Top positive review
Perfectly balanced audio bliss
3 August 2018
This is a long review but to spend this amount on in-ear headphones you must be pretty committed, right? I've broken it into sections so if you just want to know how they sound then skip ahead to The Sound part.
The Shure SE535 have been my commuting buddies for 5 hours a day over the last 7 or 8 years. Recently though one earpiece failed so I had the choice of going for the same or upgrading to the SE846. I'm an audiophile. That means I'm unable to resist the upgrade bug, so naturally I had to go for these.
At first I thought something else had been delivered, as the box felt far too heavy to be headphones. Inside the (double layered) outer box is a sturdy crush-proof, waterproof plastic storage box, or 'Road Case' as Shure call it. It's this that makes up most of the weight, but also supplied is a smaller travel case, spare cable, multiple different types and sizes of earpiece, volume attenuator, full size headphone jack adaptor and tool to change the filters (more on that in a while). It's a lot of stuff but packaged in a way that befits the price. The only thing that feels a little cheap is the small travel case, which has a metal plate on the top etched with the Shure logo. The edges of this piece of metal are quite sharp, even running your finger over the logo. A small thing for sure but out of place with the quality of the rest of the product.
The important bits
The earphones are wrapped around a soft holder, the clear edition that I ordered coming with a transparent cable. The earpieces feel re-assuringly solid but well machined. They came already fitted with my preferred earpieces, the black squashy olives. I find that these give a much better fit in my ear, which is crucial to the sound quality. There are yellow foam, grey rubber and white flanges also supplied if you prefer these. Taking the earpiece off reveals a metal nozzle - plastic on the lower price 535s - surrounded by a metal collar. A key supplied can be used to loosen and remove this collar, followed by the nozzle. Inserted in this is a filter that adjusts the character of the sound. Unscrew the metal container attached to the key and there are two other pairs of filters. It's difficult to equate the cost of these with the tiny size but the transparent exterior at least allows you to see the complex array of tiny components and wiring.

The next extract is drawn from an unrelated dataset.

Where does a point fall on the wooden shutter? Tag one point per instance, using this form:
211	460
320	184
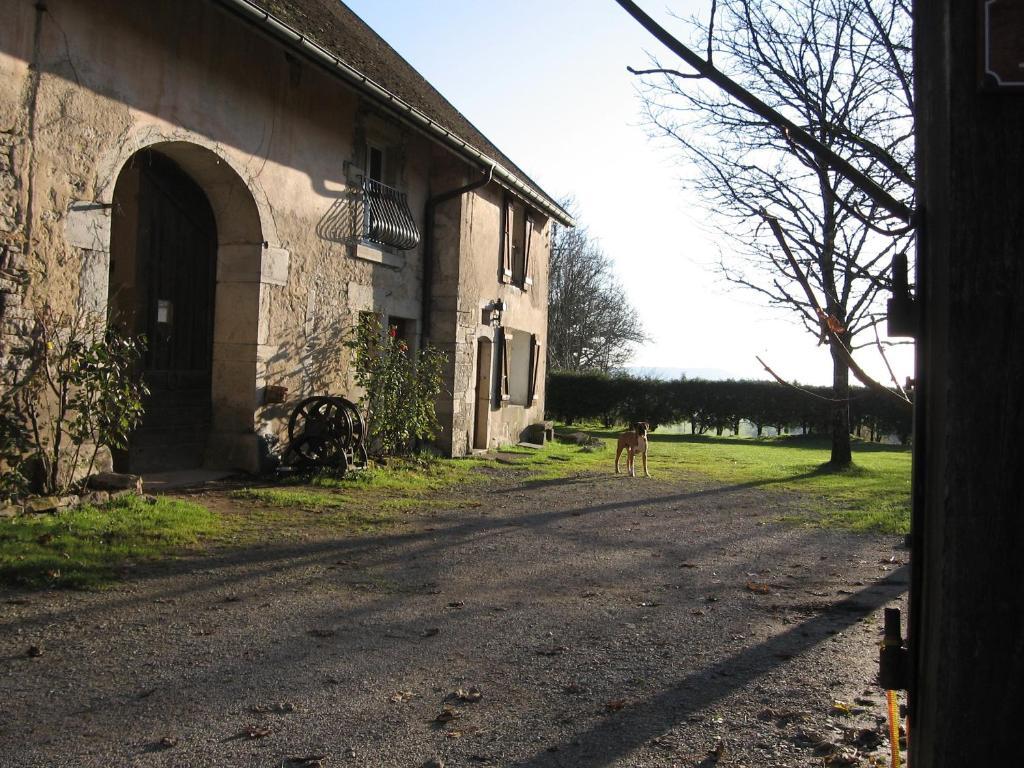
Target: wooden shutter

Over the years I've become accustomed to the sound of the SE535 compared to over-ear headphones. The differences are detail extraction and breadth of sound. IEMs produce far more detail in recordings but can't compete in the depth of bass. The SE846 boasts to provide true subwoofer performance, but can it... Firstly, to achieve any bass with IEMs you MUST, repeat MUST, get a good connection inside the ear. This is why finding the best type of earpiece is absolutely critical. The squashy black 'olives' are the best, in my experience, but you need to find the right size. Too small and you won't get a good seal, too big and they'll squeeze out again.
Inserting them properly is important and you can find videos on YouTube on how to do this. It might seem fiddly but hey if you spent this much you might as well invest a minute or so in putting them in properly. Squeeze the earpiece gently and then insert it, holding the top of your ear up and out as you do. Then hold in place for a few seconds while the olive expands and fits tightly. TIP - I have dry skin in my ears and have to moisturise them - I've found that Aveeno moisturising lotion (once dried!) helps to stop the olive slipping out and gives a better seal.
I left the fitted filters in place (for a 'balanced' sound) and then let them run in for a few hours before trying out in anger. Initially I found them a little sharp in the treble, but this toned down after running in. Initial impressions were a huge amount of detail, more so than the SE535. Nirvana for an audiophile is hearing something you've never heard before in a recording, and I did, in the Jayhawks 'Bad Time' with percussion in the right channel I'd never noticed before. More importantly there was a weight to the sound that had always been missing from the SE535. The tone was still a tad bright for my tastes so I replaced the filters with the 'warm' versions.
This was much more like it, the overall effect was quite subtle but smoother and generally more 'hi-fi'. Some might say vinyl-like in it's balanced tones. A word on the bass. It really is well integrated into the sound, which means it benefits the music rather than being something that jumps out on it's own. It's really detailed and tuneful too, so you can tell the difference between bass guitar, upright bass and synthesised bass. It is very extended when required though. I played Thundercat's Drunk album and there is a low end extension that IEMs just don't normally have.
The best way I can put it is this: on the way home the other night I was listening to Si Cranstoun's 'Dance For Evermore' and - to the good-natured amusement of people opposite - not only tapping my foot, but bopping from one buttock to the other with a smile on my face. Since getting these I've had the most fun playing music for a long time.
Testing was with a range of different devices: an iPhone with Cyrus Soundkey DAC, iPad and MacBook Pro/Audirvana with Chord Mojo DAC. The better the components, the better they sound.